7:30 PM, 3rd November, 2017
Terence Davies’s latest film manages to deliver a story that departs slightly from both what people expect from his films, and how poetry fans traditionally think of Emily Dickinson. I have to confess right here that I am not an expert by any means on either subject, but (a) my experience of the movies I have seen of his (The House of Mirth, The Deep Blue Sea, Sunset Song) leads me to regard Davies as a creator of visually stunning but gloomy films, and (b) my research and limited exposure to the works of Dickinson informs me that she is generally regarded as a recluse and a mystery.
Neither preconception is supported in the opening half of A Quiet Passion, because Nixon and Davies present us with a humorous, sensitive and sharp Dickinson. As family pressures and the norms of society increase her isolation, the film still holds Dickinson and her decisions in reverence for sticking to what she believes.
As mentioned earlier, I am no expert on Dickinson, but this film made me believe that I have known her work somewhere. That may be true (maybe in a fleeting encounter during secondary schooling) but, even if it isn’t, the feeling is a testament to the delights of the script and the performance of Nixon.
9:45 PM, 3rd November, 2017
Whenever I’m asked what my ideal job would be, I always respond: a sinecure. Actually, that’s not true – I don’t always say this, not out loud.

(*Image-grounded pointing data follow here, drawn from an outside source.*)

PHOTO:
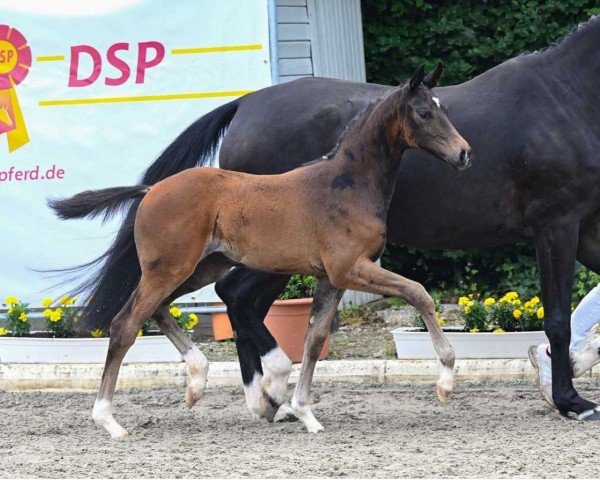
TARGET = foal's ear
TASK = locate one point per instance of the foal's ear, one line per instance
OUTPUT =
(417, 78)
(432, 78)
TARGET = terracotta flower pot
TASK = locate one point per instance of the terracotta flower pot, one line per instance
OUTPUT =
(287, 320)
(222, 329)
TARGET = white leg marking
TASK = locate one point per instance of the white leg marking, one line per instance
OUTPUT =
(277, 368)
(198, 368)
(444, 384)
(102, 415)
(284, 413)
(255, 399)
(305, 415)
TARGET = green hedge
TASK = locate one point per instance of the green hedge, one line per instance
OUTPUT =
(470, 37)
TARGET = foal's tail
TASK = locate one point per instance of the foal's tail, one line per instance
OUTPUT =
(92, 203)
(114, 275)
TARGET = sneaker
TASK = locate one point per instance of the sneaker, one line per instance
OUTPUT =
(540, 359)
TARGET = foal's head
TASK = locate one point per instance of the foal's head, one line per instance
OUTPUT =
(424, 120)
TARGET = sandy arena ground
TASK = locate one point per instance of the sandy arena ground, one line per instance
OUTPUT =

But our hero, Checco (played by Zalone, alter ego of Italian comic Luca Medici) does say so out loud – frequently and proudly.
He’s an Italian civil servant with little to do but stamp permits and accept little gifts, and it is legally impossible for him to be fired – provided he doesn’t resign, which the Italian government would dearly love him to do. When the offer of a juicy redundancy payment doesn’t work, they try sending him to work in the worst places they can think of, although this only makes him dig his claws in harder. For Checco, the work he’s willing to do in order to avoid having to do any work is far greater than the work he’s willing to do by simply working. Or not working, as the case may be. If you follow.
If you don’t follow, you’re in the position I was often in: some of the in-jokes are opaque to non-Italians. But the big jokes are all universal; or at least, resonant in Canberra. I still giggle at the sight gags showing how Checco starts a typical day.